Virus in the villagesThe perennially marginalised cannot be left to fend for themselves.
We have been hearing stories mostly from the cities—of private hospitals charging exorbitant fees, and of big government hospitals running out of oxygen, remdesivir and other medical supplies and failing to provide optimum care. But what has been missing in the past several months, and especially in the wake of the second wave of the pandemic, is the story of the hardships faced by people living in rural areas. As the problems facing rural people continue to remain eclipsed in the media, it might probably be safe to reason that the coronavirus count is much higher than what is reported, and that we have failed to take into account the concerns of rural people altogether.
Disparate anecdotes from people working in the media as well as various other walks of life speak of rural people experiencing symptoms of Covid-19, but failing to get either tested or treated for want of testing centres and medical facilities in their localities. This is true of the mountains as well as the Tarai plains, where a severe lack of infrastructure means that people are left with no option but to stay at home even when their symptoms clearly point to coronavirus infection. As the Post reported on Thursday, authorities have finally begun mass testing for Covid-19 in Jagarnathpur Rural Municipality in Parsa after 11 people died and scores of villagers were taken ill in a span of 10 days.
The health unit of the rural municipality had requested authorities to immediately dispatch a team of health professionals after as many as 173 people complained of fever at Chiljhapati settlement. More than a year after the country began its campaign against the pandemic, the people in the settlement were found to be unaware about the need to get themselves tested for coronavirus.
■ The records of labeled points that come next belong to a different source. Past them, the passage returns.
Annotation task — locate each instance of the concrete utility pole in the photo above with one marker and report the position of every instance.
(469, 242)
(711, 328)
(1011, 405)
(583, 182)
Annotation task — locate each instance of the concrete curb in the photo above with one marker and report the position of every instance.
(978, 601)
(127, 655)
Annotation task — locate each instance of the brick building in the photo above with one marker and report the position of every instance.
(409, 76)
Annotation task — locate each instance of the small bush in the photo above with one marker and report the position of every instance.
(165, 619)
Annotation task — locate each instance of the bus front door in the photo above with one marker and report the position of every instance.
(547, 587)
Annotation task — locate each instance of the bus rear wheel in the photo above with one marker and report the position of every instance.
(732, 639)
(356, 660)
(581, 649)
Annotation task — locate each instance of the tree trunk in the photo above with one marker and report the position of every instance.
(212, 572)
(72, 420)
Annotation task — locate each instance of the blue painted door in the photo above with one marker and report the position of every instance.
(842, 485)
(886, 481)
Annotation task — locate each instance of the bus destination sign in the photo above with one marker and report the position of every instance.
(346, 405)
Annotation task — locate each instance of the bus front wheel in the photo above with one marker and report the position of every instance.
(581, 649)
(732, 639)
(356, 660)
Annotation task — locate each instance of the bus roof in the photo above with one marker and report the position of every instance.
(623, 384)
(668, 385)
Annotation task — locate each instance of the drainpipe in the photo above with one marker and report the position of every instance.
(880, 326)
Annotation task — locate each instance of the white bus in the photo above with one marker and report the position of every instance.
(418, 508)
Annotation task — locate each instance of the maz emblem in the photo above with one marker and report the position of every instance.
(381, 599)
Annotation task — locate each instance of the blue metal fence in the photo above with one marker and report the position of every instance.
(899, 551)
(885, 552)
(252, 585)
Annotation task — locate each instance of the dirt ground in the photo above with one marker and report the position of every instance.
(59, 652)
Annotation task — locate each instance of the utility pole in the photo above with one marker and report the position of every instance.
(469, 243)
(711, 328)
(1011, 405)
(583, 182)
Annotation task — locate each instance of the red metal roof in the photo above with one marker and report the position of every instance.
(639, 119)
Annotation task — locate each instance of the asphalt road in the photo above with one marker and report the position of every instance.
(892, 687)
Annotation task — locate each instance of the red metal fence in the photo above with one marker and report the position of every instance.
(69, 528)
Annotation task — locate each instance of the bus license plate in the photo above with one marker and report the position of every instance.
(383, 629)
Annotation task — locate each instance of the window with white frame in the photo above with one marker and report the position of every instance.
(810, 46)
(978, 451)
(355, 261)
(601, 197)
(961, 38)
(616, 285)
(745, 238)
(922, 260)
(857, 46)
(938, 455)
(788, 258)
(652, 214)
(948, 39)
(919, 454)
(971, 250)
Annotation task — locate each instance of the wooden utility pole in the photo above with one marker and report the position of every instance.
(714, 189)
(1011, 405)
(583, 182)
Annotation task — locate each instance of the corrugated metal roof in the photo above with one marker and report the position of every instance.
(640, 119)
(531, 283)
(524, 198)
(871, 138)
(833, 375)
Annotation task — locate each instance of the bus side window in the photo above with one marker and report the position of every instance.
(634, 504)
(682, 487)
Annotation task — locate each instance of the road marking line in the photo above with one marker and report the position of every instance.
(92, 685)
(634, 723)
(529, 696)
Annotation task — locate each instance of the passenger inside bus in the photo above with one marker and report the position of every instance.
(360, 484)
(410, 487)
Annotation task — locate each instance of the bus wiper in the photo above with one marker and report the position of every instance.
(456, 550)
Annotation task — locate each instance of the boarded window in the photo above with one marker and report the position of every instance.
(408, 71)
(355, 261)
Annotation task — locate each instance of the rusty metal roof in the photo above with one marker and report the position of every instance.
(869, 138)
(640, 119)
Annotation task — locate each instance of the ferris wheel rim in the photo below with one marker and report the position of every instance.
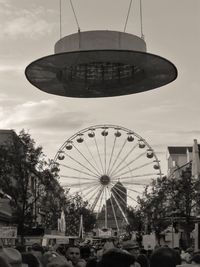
(105, 187)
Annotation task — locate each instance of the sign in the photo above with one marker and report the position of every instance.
(105, 233)
(8, 232)
(149, 241)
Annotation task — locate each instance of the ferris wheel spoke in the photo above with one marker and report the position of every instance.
(106, 210)
(93, 157)
(111, 155)
(117, 157)
(116, 178)
(126, 194)
(133, 190)
(98, 153)
(78, 184)
(96, 174)
(100, 205)
(77, 177)
(97, 198)
(77, 170)
(105, 154)
(114, 190)
(134, 183)
(123, 160)
(114, 214)
(128, 164)
(81, 164)
(85, 189)
(122, 212)
(136, 168)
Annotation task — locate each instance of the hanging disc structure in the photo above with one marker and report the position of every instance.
(109, 166)
(100, 63)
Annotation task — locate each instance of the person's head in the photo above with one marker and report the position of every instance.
(131, 247)
(196, 259)
(116, 258)
(143, 260)
(11, 256)
(165, 257)
(73, 254)
(85, 252)
(30, 259)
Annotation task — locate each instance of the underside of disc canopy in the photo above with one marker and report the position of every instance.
(100, 64)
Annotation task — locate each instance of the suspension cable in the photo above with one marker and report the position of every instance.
(60, 19)
(127, 15)
(141, 20)
(75, 15)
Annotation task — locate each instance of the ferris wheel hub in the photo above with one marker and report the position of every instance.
(104, 179)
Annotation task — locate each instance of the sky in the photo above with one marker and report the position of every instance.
(167, 116)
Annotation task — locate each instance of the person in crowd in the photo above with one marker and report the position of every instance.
(10, 256)
(165, 257)
(85, 253)
(143, 260)
(30, 260)
(195, 260)
(116, 258)
(73, 255)
(133, 248)
(4, 262)
(37, 250)
(53, 259)
(187, 255)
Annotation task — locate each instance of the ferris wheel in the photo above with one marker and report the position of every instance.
(109, 166)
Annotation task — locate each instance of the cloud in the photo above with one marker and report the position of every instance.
(32, 23)
(45, 115)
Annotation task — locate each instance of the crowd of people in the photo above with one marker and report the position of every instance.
(107, 254)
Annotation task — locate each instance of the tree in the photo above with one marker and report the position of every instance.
(171, 200)
(19, 159)
(75, 207)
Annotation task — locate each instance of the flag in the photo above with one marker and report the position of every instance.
(195, 160)
(81, 227)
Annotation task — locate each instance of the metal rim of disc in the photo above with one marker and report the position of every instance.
(153, 72)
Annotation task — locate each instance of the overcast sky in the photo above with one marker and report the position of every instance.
(163, 117)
What is more alarming is that even those patients who were aware that their symptoms were possibly related to Covid-19 refrained from testing and seeking medical help for fear of being taken to isolation centres.
Sadly, the Jagarnathpur case is no exception. The lack of awareness as well as medical infrastructure in rural areas means that a large number of coronavirus infection and death cases do not make it to the government’s official count. Not only have the people failed to get their rightful access to medical care, but they have also failed to even break the statistical barrier in case of illness and death. Moreover, as the Post reported on Thursday, the fact that there is a stark difference in the number of deaths reported by the Health Ministry and the Nepal Army points to a serious issue of data discrepancy when it comes to recording Covid-19 deaths.
It is no secret that the coronavirus has infiltrated every district, even possibly every local unit, of the country. While cases of infection and death in urban areas have received considerable attention, the same cannot be said of rural areas, as they continue to remain in the periphery of national discourse as well as physical infrastructure. The government must take serious note of the disparate accounts of infections and deaths coming from the hinterlands, and make sure to expand testing and treatment facilities even in remote corners of the country. The perennially marginalised cannot be left to fend for themselves in this hour of crisis.